I was 14 and working at my family's international newspaper store, Metropolitan News Agency at 1248 Peel Street, Montreal. I sold newspapers and magazines and fine English bone china and Irish linens, and I worked in the small office, keeping the books - the ledgers - with pen and ink, and I took care of the daily earnings and did the banking. Almost every member of our family worked at Metro at times.
One day at the end of October, my father and my Uncle H. took me aside and told me that the take was coming up short and they suspected Uncle M. who was to be on shift at the cash that night was pilfering. They needed proof. They told me to mark the ten and twenty dollar bills that were to be kept in the safe overnight. They told me how to do it.
I marked the bills in two different ways to be absolutely sure - marking the bills and recording the serial numbers.
The next evening was Halloween. When I came to work in the late afternoon, I went to the back of the store and up the old wooden staircase to the office to hang up my coat.
I never got to the office. As I came to the top of the stairs, my cousin M. who also worked at the store, grabbed me from behind and held my arms tight and his father, Uncle M., started punching his fists on the top of my head while my cousin restrained me.
I never knew what hit me. Uncle M. was yelling at me - about framing him, stolen money...
My father and Uncle H. did not know M. and his son had sneaked into the store when they were busy and were waiting upstairs for me.
Later I learned that Uncle M. was caught with the marked money.
Apparently my father and Uncle H. told Uncle M. that I had marked the money and that was how they caught him.
Uncle M. was fired and his son followed. Uncle M. was barred from Metropolitan News thereafter.
But I had been attacked and beaten. I was the victim of a crime. Why weren't the police called?
They never were. It was enough that Uncle M. was fired. That was enough punishment.

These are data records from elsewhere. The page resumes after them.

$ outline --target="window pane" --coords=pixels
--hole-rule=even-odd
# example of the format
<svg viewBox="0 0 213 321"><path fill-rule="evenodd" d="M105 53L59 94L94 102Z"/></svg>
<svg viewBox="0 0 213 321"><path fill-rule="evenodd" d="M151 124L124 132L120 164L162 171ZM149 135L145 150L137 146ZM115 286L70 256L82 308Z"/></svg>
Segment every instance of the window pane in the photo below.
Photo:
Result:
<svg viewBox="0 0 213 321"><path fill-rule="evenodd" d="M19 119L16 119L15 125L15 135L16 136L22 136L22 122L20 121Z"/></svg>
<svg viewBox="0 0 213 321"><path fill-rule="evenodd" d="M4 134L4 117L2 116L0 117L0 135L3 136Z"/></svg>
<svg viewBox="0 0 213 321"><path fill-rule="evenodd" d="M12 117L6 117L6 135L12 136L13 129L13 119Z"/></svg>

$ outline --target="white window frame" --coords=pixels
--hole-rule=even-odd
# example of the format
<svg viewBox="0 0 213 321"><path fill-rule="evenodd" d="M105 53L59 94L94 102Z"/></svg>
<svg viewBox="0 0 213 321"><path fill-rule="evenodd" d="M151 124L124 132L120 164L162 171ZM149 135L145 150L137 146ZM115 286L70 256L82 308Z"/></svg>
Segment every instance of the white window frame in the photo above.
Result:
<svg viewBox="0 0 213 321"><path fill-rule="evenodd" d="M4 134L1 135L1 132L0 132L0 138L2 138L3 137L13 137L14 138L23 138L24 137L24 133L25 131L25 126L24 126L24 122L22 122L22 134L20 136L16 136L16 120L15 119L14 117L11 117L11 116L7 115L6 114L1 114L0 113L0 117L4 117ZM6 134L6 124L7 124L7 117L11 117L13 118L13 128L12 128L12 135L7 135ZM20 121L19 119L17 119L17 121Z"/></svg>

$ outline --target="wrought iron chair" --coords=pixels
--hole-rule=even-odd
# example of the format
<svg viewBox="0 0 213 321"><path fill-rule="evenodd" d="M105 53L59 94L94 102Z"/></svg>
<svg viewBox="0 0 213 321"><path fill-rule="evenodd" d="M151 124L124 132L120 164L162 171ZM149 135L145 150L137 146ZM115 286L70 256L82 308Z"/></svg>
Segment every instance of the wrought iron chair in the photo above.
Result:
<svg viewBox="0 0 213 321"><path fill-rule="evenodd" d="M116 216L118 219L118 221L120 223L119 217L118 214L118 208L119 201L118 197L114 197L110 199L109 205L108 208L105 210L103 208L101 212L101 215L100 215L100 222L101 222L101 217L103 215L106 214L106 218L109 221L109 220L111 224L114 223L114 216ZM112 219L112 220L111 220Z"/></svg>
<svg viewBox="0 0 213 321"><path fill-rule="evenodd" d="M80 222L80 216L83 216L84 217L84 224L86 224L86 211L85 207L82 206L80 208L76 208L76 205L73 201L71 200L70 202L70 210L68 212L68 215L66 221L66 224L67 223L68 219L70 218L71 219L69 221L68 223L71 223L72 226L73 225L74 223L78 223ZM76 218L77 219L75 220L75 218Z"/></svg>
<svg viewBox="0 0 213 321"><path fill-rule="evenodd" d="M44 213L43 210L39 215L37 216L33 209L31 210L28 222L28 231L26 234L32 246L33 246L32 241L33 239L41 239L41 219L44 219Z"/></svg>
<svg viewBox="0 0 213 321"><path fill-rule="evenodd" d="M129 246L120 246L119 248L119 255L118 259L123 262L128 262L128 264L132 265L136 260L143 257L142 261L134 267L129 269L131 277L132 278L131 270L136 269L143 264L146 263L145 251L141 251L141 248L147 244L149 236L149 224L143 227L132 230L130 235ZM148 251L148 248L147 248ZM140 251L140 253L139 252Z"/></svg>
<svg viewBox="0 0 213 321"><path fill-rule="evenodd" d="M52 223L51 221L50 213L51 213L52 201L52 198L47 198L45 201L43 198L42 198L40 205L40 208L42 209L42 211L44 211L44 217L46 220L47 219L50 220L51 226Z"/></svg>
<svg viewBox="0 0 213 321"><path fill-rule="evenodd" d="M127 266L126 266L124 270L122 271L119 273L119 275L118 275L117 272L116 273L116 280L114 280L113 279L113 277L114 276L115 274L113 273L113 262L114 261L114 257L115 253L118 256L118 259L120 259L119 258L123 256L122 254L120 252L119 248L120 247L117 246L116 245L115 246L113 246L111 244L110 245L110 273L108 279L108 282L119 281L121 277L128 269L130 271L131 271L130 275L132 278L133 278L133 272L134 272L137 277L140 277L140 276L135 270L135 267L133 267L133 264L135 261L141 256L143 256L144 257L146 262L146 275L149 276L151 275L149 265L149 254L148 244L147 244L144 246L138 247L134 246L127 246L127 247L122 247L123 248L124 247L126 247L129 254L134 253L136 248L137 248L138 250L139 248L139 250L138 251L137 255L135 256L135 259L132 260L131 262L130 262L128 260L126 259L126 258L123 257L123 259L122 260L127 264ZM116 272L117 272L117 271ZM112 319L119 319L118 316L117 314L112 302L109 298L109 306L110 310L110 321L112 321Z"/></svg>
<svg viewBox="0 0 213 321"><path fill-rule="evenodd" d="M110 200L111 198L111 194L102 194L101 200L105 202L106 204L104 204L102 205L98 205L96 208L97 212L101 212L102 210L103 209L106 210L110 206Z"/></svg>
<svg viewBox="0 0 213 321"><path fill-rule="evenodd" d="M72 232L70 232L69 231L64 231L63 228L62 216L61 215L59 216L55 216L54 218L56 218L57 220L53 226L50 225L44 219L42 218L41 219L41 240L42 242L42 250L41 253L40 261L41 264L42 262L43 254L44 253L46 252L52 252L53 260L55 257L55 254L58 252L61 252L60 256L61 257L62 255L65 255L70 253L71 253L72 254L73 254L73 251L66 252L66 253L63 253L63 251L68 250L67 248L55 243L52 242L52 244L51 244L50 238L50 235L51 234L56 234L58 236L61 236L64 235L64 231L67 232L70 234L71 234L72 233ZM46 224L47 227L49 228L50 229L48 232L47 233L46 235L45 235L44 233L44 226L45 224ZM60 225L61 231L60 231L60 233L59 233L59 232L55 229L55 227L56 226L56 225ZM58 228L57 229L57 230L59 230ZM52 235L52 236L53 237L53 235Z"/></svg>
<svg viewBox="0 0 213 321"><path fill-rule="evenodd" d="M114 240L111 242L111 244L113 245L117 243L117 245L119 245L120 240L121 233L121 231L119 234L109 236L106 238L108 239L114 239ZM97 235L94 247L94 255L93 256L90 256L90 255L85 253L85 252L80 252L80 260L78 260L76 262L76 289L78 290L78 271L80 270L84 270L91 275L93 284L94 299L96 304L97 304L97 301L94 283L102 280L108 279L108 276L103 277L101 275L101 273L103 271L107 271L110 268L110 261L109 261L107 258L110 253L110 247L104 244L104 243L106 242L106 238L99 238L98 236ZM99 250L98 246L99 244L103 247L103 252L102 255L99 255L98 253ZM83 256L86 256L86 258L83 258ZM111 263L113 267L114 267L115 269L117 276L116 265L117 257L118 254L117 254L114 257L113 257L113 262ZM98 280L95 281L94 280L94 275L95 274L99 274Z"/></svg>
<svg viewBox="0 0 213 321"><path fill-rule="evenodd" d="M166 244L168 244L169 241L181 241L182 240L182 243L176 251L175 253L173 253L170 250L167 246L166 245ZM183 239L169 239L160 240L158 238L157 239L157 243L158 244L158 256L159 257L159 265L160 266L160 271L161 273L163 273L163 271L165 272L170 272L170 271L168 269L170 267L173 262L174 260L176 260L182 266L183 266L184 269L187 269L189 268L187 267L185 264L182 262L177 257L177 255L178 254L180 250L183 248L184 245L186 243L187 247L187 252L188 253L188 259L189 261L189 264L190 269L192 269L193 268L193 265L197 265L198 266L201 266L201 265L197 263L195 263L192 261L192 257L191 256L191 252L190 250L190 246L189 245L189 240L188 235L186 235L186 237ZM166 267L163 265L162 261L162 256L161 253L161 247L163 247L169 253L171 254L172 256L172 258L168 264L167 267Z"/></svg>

But I had been attacked and beaten. What had been done to me was just passed over. I don't remember anyone talking about it.
That was how I learned that you can get away with crime if the witnesses want to avoid the difficulties, challenges, embarrassment or scandal of doing justice.
Or was the family just being kind? Not to me.
I was just 14 years old. The attack and the betrayal broke my heart and scarred my life. I was deeply damaged.
As a child, I depended on the good guys to protect me. I believed in the heroes in white hats, knights in shining armour riding white horses. I trusted my Pop with my life. And Uncle H. was an idealist, an intelligent man who had wanted to be a doctor.
The slap in the face: I was asked to do something adult, responsible and honourable, but when I was attacked and beaten, my injuries - more psychological and spiritual than physical - were brushed aside and swept under the carpet. To keep the peace.
Decades later, I ran into Uncle M's younger son, A., by chance in a supermarket. He brought me over to meet his father, then a sick old man. I arranged for my mother to speak to her long estranged brother M. on the phone. There was some forgiving.
Later, Uncle M. contacted me and asked me to come to his apartment to see him. He knew I was sick and unemployed and he offered me money. I refused.
I didn't hate him then. I felt sorry for him. He himself was very ill. His wrinkled arms were purple from medical procedures.
He offered me his late wife's vacuum cleaner. I refused.
He offered me a set of two large serving dishes. So, to be kind, I accepted them. He was trying very hard to atone.
Many years later, both Uncle M. and his son M. - the handsome boy I had grown up with and had a crush on in our youth - had both died.
I contacted Uncle M's granddaughter, cousin M.'s daughter, a married woman with children of her own, and I returned the china serving dishes to her. I never used them.